Artificial intelligence (AI) company Anthropic revealed that its latest large language model (LLM), Claude Opus 4.6, has found more than 500 previously unknown high-severity security flaws in open-source libraries, including Ghostscript, OpenSC, and CGIF.
Claude Opus 4.6, which was launched on Thursday, comes with improved coding skills, including code review and debugging capabilities, along with enhancements to tasks like financial analyses, research, and document creation.
Stating that the model is “notably better” at discovering high-severity vulnerabilities without requiring any task-specific tooling, custom scaffolding, or specialized prompting, Anthropic said it is putting it to use to find and help fix vulnerabilities in open-source software.
“Opus 4.6 reads and reasons about code the way a human researcher would—looking at past fixes to find similar bugs that weren’t addressed, spotting patterns that tend to cause problems, or understanding a piece of logic well enough to know exactly what input would break it,” it added.

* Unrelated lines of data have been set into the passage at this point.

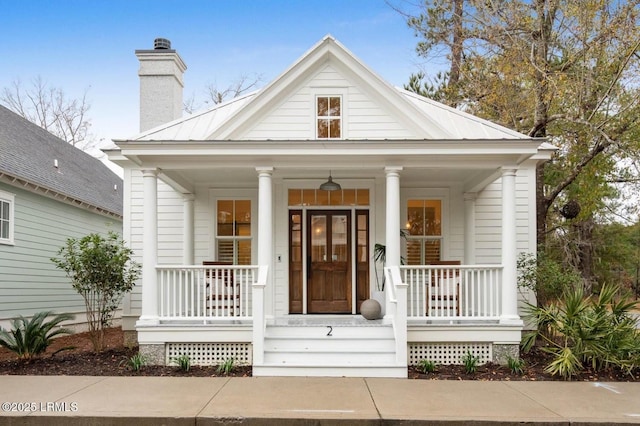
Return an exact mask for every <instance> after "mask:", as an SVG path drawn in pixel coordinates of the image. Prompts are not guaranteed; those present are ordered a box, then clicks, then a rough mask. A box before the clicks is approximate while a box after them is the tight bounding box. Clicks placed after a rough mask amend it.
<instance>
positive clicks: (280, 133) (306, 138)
mask: <svg viewBox="0 0 640 426" xmlns="http://www.w3.org/2000/svg"><path fill="white" fill-rule="evenodd" d="M332 90H333V91H332ZM318 93H322V94H325V95H327V94H336V95H342V96H343V120H344V122H343V139H356V140H360V139H409V138H412V137H415V135H413V134H412V133H411V132H409V130H407V129H406V126H404V125H403V124H402V122H401V120H399V119H397V118H395V117H393V116H392V115H391V114H390V113H388V112H387V111H385V110H383V109H382V108H381V107H380V106H379V104H380V102H376V101H375V100H374V99H373V98H372V97H371V96H370V95H368V94H367V93H365V92H364V91H363V90H362V89H361V88H360V87H359V86H358V85H356V84H355V83H354V82H353V81H352V80H350V79H348V78H346V77H345V76H344V75H342V74H341V73H340V72H338V71H337V70H336V69H335V68H333V67H332V66H331V64H328V65H327V66H325V67H324V68H323V69H322V70H321V71H320V72H318V73H317V74H315V75H314V76H313V77H312V78H311V79H309V80H308V81H307V82H306V83H305V84H304V85H302V86H301V87H300V88H298V89H297V90H296V91H295V92H293V93H292V94H291V95H290V96H288V97H287V98H286V100H285V101H283V102H281V103H280V104H279V105H276V106H275V107H274V108H273V110H272V111H270V113H269V114H267V115H266V116H265V117H264V118H262V119H260V120H258V122H257V124H256V125H255V126H253V127H252V128H251V129H250V130H249V131H248V132H247V133H246V134H245V135H244V136H243V138H244V139H254V140H266V139H272V140H283V139H293V140H305V139H314V138H315V95H316V94H318Z"/></svg>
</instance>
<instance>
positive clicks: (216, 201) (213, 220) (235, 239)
mask: <svg viewBox="0 0 640 426" xmlns="http://www.w3.org/2000/svg"><path fill="white" fill-rule="evenodd" d="M219 200H233V201H237V200H249V201H250V202H251V236H250V237H246V236H241V237H237V236H236V237H228V236H223V237H221V239H231V240H234V241H236V240H237V241H239V240H249V241H251V262H252V263H253V264H256V260H257V258H258V257H257V256H258V194H257V193H256V191H255V190H251V189H219V190H211V191H210V194H209V206H210V210H209V211H210V212H213V214H211V217H210V228H209V229H210V233H209V235H210V238H209V253H210V256H209V257H211V259H216V260H217V259H218V245H217V241H218V239H219V237H218V201H219Z"/></svg>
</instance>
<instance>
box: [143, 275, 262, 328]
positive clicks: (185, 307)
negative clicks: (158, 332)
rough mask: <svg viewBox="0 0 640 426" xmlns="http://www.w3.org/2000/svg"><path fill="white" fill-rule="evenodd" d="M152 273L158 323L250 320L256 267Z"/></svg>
mask: <svg viewBox="0 0 640 426" xmlns="http://www.w3.org/2000/svg"><path fill="white" fill-rule="evenodd" d="M156 270H157V272H158V303H159V306H158V308H159V309H158V315H159V317H160V320H161V321H162V320H165V321H166V320H187V319H189V320H194V319H195V320H204V321H212V320H217V319H222V320H225V319H235V320H238V319H247V320H248V319H251V317H252V314H253V307H252V285H253V283H254V282H256V280H257V278H258V266H244V265H242V266H241V265H215V266H213V265H206V266H200V265H167V266H165V265H162V266H158V267H156Z"/></svg>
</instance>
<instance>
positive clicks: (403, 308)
mask: <svg viewBox="0 0 640 426" xmlns="http://www.w3.org/2000/svg"><path fill="white" fill-rule="evenodd" d="M385 278H386V280H387V283H388V285H389V288H388V292H389V293H388V294H389V296H388V297H389V304H388V306H389V307H391V309H390V310H391V313H390V314H389V316H390V317H391V323H392V324H393V335H394V338H395V342H396V351H395V352H396V365H398V366H406V365H407V284H406V283H404V282H402V276H401V275H400V268H399V267H398V266H389V267H386V268H385Z"/></svg>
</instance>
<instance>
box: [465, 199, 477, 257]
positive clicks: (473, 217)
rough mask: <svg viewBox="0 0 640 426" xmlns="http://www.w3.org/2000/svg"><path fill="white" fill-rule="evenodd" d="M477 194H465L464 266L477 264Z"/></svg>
mask: <svg viewBox="0 0 640 426" xmlns="http://www.w3.org/2000/svg"><path fill="white" fill-rule="evenodd" d="M477 198H478V194H477V193H475V192H465V193H464V264H465V265H474V264H475V263H476V199H477Z"/></svg>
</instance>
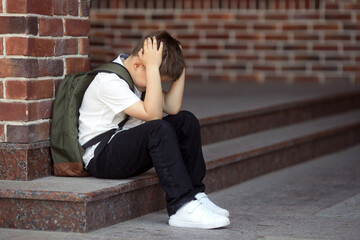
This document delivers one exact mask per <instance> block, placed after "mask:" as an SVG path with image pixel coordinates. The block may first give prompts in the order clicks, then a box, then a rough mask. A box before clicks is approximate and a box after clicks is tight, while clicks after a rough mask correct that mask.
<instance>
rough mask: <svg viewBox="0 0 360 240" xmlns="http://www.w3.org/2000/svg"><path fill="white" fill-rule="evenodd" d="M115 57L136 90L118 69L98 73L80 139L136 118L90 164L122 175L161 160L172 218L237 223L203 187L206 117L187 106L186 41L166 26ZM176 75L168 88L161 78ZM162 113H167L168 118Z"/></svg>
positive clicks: (87, 140) (84, 101) (79, 140)
mask: <svg viewBox="0 0 360 240" xmlns="http://www.w3.org/2000/svg"><path fill="white" fill-rule="evenodd" d="M114 62H116V63H119V64H122V65H123V66H124V67H125V68H126V69H127V70H128V71H129V73H130V75H131V77H132V79H133V81H134V85H135V91H134V92H133V91H131V90H130V88H129V86H128V84H127V83H126V82H125V81H124V80H122V79H120V78H119V77H118V76H117V75H116V74H113V73H99V74H97V75H96V77H95V78H94V80H93V81H92V83H91V84H90V86H89V87H88V88H87V90H86V92H85V95H84V98H83V102H82V105H81V108H80V117H79V141H80V144H84V143H86V142H87V141H88V140H90V139H92V138H93V137H95V136H97V135H99V134H101V133H102V132H106V131H108V130H109V129H112V128H117V127H118V123H119V122H121V121H122V120H123V119H125V118H126V116H127V115H128V116H130V118H129V119H128V121H126V123H125V125H124V126H123V127H122V128H121V129H118V131H116V132H115V133H114V135H113V136H112V137H111V139H110V141H109V142H108V144H107V145H106V147H105V148H104V149H103V150H102V151H101V152H100V153H99V154H98V155H97V157H96V158H94V152H95V149H96V147H97V145H98V144H97V145H94V146H91V147H88V148H87V149H86V152H85V154H84V156H83V161H84V164H85V167H86V169H87V170H88V171H89V172H90V173H91V174H92V175H93V176H94V177H97V178H111V179H123V178H128V177H132V176H135V175H137V174H140V173H143V172H145V171H147V170H149V169H150V168H152V167H155V170H156V173H157V175H158V177H159V180H160V184H161V186H162V188H163V189H164V191H165V192H166V204H167V205H166V206H167V211H168V214H169V216H170V219H169V225H171V226H177V227H189V228H203V229H212V228H219V227H224V226H226V225H228V224H230V221H229V218H228V216H229V212H228V211H227V210H225V209H222V208H220V207H218V206H216V205H215V204H214V203H212V202H211V201H210V200H209V198H208V197H207V195H206V194H205V193H204V191H205V185H204V184H203V178H204V176H205V171H206V168H205V162H204V158H203V154H202V149H201V137H200V126H199V122H198V120H197V119H196V117H195V116H194V115H193V114H192V113H190V112H187V111H180V109H181V105H182V98H183V92H184V84H185V62H184V57H183V54H182V49H181V46H180V43H179V41H178V40H176V39H174V38H173V37H172V36H171V35H169V33H167V32H166V31H159V32H154V33H152V34H150V35H148V36H146V37H144V38H143V39H142V40H141V41H140V42H139V44H138V45H137V47H135V49H134V50H133V51H132V53H131V55H130V56H127V55H125V54H121V55H120V56H119V57H118V58H117V59H115V60H114ZM169 81H171V86H170V88H169V91H168V92H165V91H163V90H162V83H165V82H169ZM145 91H146V94H145V98H143V100H142V99H141V95H142V93H144V92H145ZM163 112H164V113H166V114H168V115H167V116H166V117H164V118H163Z"/></svg>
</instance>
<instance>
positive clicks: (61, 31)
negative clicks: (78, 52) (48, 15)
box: [39, 18, 64, 37]
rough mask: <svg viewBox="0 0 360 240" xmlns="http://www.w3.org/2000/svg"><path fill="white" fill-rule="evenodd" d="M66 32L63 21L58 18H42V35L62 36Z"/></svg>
mask: <svg viewBox="0 0 360 240" xmlns="http://www.w3.org/2000/svg"><path fill="white" fill-rule="evenodd" d="M63 34H64V28H63V21H62V19H57V18H40V19H39V35H40V36H54V37H56V36H62V35H63Z"/></svg>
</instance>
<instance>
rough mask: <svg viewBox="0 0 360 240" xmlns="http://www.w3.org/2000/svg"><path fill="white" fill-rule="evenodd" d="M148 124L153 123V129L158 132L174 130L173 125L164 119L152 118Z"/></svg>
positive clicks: (151, 123)
mask: <svg viewBox="0 0 360 240" xmlns="http://www.w3.org/2000/svg"><path fill="white" fill-rule="evenodd" d="M148 124H151V125H152V129H153V131H156V132H161V133H164V132H165V133H166V132H171V131H173V127H172V125H171V124H170V123H168V122H166V121H164V120H162V119H158V120H152V121H150V122H148Z"/></svg>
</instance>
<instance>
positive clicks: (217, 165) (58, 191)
mask: <svg viewBox="0 0 360 240" xmlns="http://www.w3.org/2000/svg"><path fill="white" fill-rule="evenodd" d="M354 128H360V122H356V123H350V124H347V125H345V126H337V127H332V128H329V129H326V130H321V131H318V132H315V133H313V134H308V135H303V136H300V137H297V138H293V139H291V138H290V139H288V140H286V141H282V142H279V143H276V144H270V145H267V146H265V147H262V148H260V149H259V148H257V149H254V150H251V151H246V152H241V153H238V154H234V155H230V156H225V157H222V158H220V159H214V160H211V161H209V162H206V167H207V170H211V169H215V168H218V167H221V166H225V165H229V164H232V163H235V162H240V161H245V160H246V159H249V158H253V157H256V156H261V155H264V154H267V153H270V152H273V151H278V150H281V149H285V148H288V147H291V146H295V145H300V144H301V143H304V142H308V141H312V140H314V139H318V138H322V137H326V136H329V135H334V134H337V133H340V132H343V131H349V130H352V129H354ZM158 183H159V180H158V177H157V176H156V174H155V173H153V174H149V175H147V176H143V177H142V176H140V177H136V179H133V180H132V181H129V182H127V183H125V184H118V185H116V186H113V187H109V188H104V189H100V190H95V191H91V192H87V193H75V192H59V191H39V190H11V189H1V190H0V198H16V199H28V200H30V199H31V200H51V201H69V202H84V203H86V202H92V201H96V200H99V199H103V198H107V197H111V196H115V195H118V194H123V193H126V192H130V191H135V190H138V189H140V188H144V187H148V186H152V185H155V184H158ZM50 196H51V197H50Z"/></svg>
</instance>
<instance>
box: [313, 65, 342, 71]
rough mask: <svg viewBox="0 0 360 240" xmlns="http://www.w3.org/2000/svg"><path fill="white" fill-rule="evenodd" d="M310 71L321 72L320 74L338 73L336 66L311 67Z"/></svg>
mask: <svg viewBox="0 0 360 240" xmlns="http://www.w3.org/2000/svg"><path fill="white" fill-rule="evenodd" d="M311 70H312V71H321V72H329V71H330V72H336V71H338V67H337V66H336V65H329V64H327V65H318V64H316V65H313V66H312V68H311Z"/></svg>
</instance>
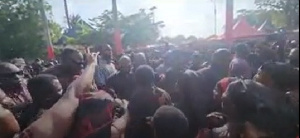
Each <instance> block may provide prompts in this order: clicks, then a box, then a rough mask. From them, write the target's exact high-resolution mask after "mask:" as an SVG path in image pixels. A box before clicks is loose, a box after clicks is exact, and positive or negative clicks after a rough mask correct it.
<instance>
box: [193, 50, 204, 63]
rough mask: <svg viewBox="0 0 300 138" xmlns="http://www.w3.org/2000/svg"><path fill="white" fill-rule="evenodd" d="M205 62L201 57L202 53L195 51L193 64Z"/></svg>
mask: <svg viewBox="0 0 300 138" xmlns="http://www.w3.org/2000/svg"><path fill="white" fill-rule="evenodd" d="M202 62H203V59H202V58H201V55H200V54H199V52H194V53H193V55H192V64H194V65H201V64H202Z"/></svg>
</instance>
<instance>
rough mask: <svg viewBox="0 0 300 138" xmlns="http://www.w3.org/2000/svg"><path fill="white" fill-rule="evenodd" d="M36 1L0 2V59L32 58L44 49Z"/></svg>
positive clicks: (7, 0)
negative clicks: (17, 57)
mask: <svg viewBox="0 0 300 138" xmlns="http://www.w3.org/2000/svg"><path fill="white" fill-rule="evenodd" d="M36 3H37V0H28V1H22V0H1V2H0V44H1V46H0V58H1V59H10V58H14V57H25V58H34V57H36V56H40V53H41V52H40V51H42V50H43V49H44V47H42V46H43V40H42V35H41V34H42V32H41V30H42V26H41V24H40V21H41V18H40V15H39V10H38V9H39V8H38V7H37V4H36Z"/></svg>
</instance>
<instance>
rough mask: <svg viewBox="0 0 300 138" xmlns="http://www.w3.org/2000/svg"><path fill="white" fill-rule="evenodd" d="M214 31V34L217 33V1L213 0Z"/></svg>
mask: <svg viewBox="0 0 300 138" xmlns="http://www.w3.org/2000/svg"><path fill="white" fill-rule="evenodd" d="M214 23H215V26H214V31H215V35H217V3H216V0H214Z"/></svg>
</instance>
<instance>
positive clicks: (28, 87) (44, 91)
mask: <svg viewBox="0 0 300 138" xmlns="http://www.w3.org/2000/svg"><path fill="white" fill-rule="evenodd" d="M55 79H57V77H56V76H53V75H50V74H40V75H38V76H36V77H34V78H32V79H30V80H28V83H27V88H28V91H29V93H30V95H31V97H32V99H33V101H35V100H39V99H40V100H42V99H41V98H42V97H44V98H46V96H47V95H48V94H51V93H53V92H55V91H56V89H55V86H54V85H53V80H55Z"/></svg>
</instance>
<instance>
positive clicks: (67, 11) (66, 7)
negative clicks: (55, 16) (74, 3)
mask: <svg viewBox="0 0 300 138" xmlns="http://www.w3.org/2000/svg"><path fill="white" fill-rule="evenodd" d="M64 6H65V14H66V18H67V24H68V28H69V29H70V18H69V9H68V2H67V0H64Z"/></svg>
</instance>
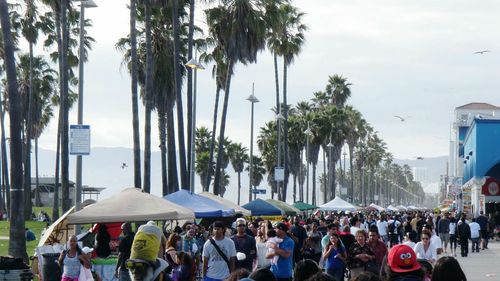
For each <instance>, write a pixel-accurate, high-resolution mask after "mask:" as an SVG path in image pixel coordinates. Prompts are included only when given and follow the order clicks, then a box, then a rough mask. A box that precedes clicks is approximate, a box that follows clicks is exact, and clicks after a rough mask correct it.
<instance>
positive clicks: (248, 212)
mask: <svg viewBox="0 0 500 281" xmlns="http://www.w3.org/2000/svg"><path fill="white" fill-rule="evenodd" d="M199 195H201V196H205V197H207V198H209V199H212V200H214V201H216V202H217V203H219V204H222V205H224V206H226V207H228V208H232V209H234V212H235V213H236V214H242V215H243V216H251V215H252V212H250V211H249V210H247V209H245V208H243V207H240V206H238V205H237V204H235V203H233V202H232V201H230V200H227V199H225V198H222V197H220V196H217V195H215V194H213V193H210V192H202V193H199Z"/></svg>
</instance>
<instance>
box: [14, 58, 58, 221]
mask: <svg viewBox="0 0 500 281" xmlns="http://www.w3.org/2000/svg"><path fill="white" fill-rule="evenodd" d="M18 73H19V76H18V79H19V80H18V85H19V94H20V95H21V98H22V105H23V109H24V110H23V120H24V132H25V139H26V140H25V142H26V144H28V143H30V142H31V140H32V139H35V140H36V139H37V138H38V137H39V136H40V134H41V131H42V130H43V129H44V128H45V126H47V124H48V122H49V120H50V117H51V116H52V98H53V93H54V92H55V89H56V85H55V84H56V83H57V82H56V81H57V78H56V72H55V71H54V70H53V69H52V68H50V65H49V64H48V63H47V62H46V61H45V60H44V59H43V57H41V56H38V57H31V55H26V54H22V55H20V57H19V64H18ZM35 143H36V142H35ZM27 147H28V146H27ZM35 151H36V148H35ZM25 153H28V154H30V152H29V150H26V151H25ZM25 157H26V155H25ZM30 158H31V157H30ZM29 162H31V161H29ZM25 165H26V166H25V167H26V169H27V168H29V167H31V164H30V163H27V164H26V158H25ZM26 173H29V172H27V171H25V174H26ZM24 180H25V183H26V175H25V178H24ZM28 181H29V183H30V187H29V189H28V190H27V191H26V192H27V193H26V194H29V195H30V196H29V198H28V199H27V200H29V203H30V204H29V205H30V208H29V209H26V211H29V212H30V213H29V214H30V215H31V204H32V202H31V176H30V179H29V180H28ZM35 205H36V206H40V197H39V194H38V190H37V189H35Z"/></svg>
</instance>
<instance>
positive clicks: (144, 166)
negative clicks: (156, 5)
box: [142, 0, 154, 193]
mask: <svg viewBox="0 0 500 281" xmlns="http://www.w3.org/2000/svg"><path fill="white" fill-rule="evenodd" d="M151 5H152V4H151V0H145V1H144V10H145V13H144V17H145V31H146V79H145V80H146V81H145V93H144V97H145V100H146V102H145V107H146V110H145V121H144V122H145V124H144V185H143V187H142V189H143V190H144V191H145V192H147V193H150V192H151V111H152V110H153V105H152V103H153V101H152V99H153V63H154V62H153V50H152V42H151Z"/></svg>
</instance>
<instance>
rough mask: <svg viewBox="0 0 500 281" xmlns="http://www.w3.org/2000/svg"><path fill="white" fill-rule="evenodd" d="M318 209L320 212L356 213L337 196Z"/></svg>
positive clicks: (347, 202) (349, 204) (349, 206)
mask: <svg viewBox="0 0 500 281" xmlns="http://www.w3.org/2000/svg"><path fill="white" fill-rule="evenodd" d="M319 209H320V210H322V211H351V212H354V211H356V207H354V206H353V205H352V204H350V203H348V202H346V201H345V200H343V199H342V198H340V196H337V197H335V199H333V200H332V201H330V202H328V203H326V204H323V205H321V206H319Z"/></svg>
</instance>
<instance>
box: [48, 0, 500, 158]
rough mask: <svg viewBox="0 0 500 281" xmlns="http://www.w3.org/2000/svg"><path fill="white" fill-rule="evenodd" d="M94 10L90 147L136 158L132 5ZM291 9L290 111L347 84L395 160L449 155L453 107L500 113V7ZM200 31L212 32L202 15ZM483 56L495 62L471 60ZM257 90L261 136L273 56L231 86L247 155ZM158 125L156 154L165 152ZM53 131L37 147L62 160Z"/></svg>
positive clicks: (90, 102)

Prior to its debut, Anthropic’s Frontier Red Team put the model to test inside a virtualized environment and gave it the necessary tools, such as debuggers and fuzzers, to find flaws in open-source projects. The idea, it said, was to assess the model’s out-of-the-box capabilities without providing any instructions on how to use these tools or providing information that could help it better flag the vulnerabilities.
The company also said it validated every discovered flaw to make sure that it was not made up (i.e., hallucinated), and that the LLM was used as a tool to prioritize the most severe memory corruption vulnerabilities that were identified.
Some of the security defects that were flagged by Claude Opus 4.6 are listed below. They have since been patched by the respective maintainers.
- Parsing the Git commit history to identify a vulnerability in Ghostscript that could result in a crash by taking advantage of a missing bounds check
- Searching for function calls like strrchr() and strcat() to identify a buffer overflow vulnerability in OpenSC
- A heap buffer overflow vulnerability in CGIF (Fixed in version 0.5.1)
“This vulnerability is particularly interesting because triggering it requires a conceptual understanding of the LZW algorithm and how it relates to the GIF file format,” Anthropic said of the CGIF bug. “Traditional fuzzers (and even coverage-guided fuzzers) struggle to trigger vulnerabilities of this nature because they require making a particular choice of branches.”
“In fact, even if CGIF had 100% line- and branch-coverage, this vulnerability could still remain undetected: it requires a very specific sequence of operations.”
The company has pitched AI models like Claude as a critical tool for defenders to “level the playing field.” But it also emphasized that it will adjust and update its safeguards as potential threats are discovered and put in place additional guardrails to prevent misuse.
The disclosure comes weeks after Anthropic said its current Claude models can succeed at multi-stage attacks on networks with dozens of hosts using only standard, open-source tools by finding and exploiting known security flaws.
“This illustrates how barriers to the use of AI in relatively autonomous cyber workflows are rapidly coming down, and highlights the importance of security fundamentals like promptly patching known vulnerabilities,” it said.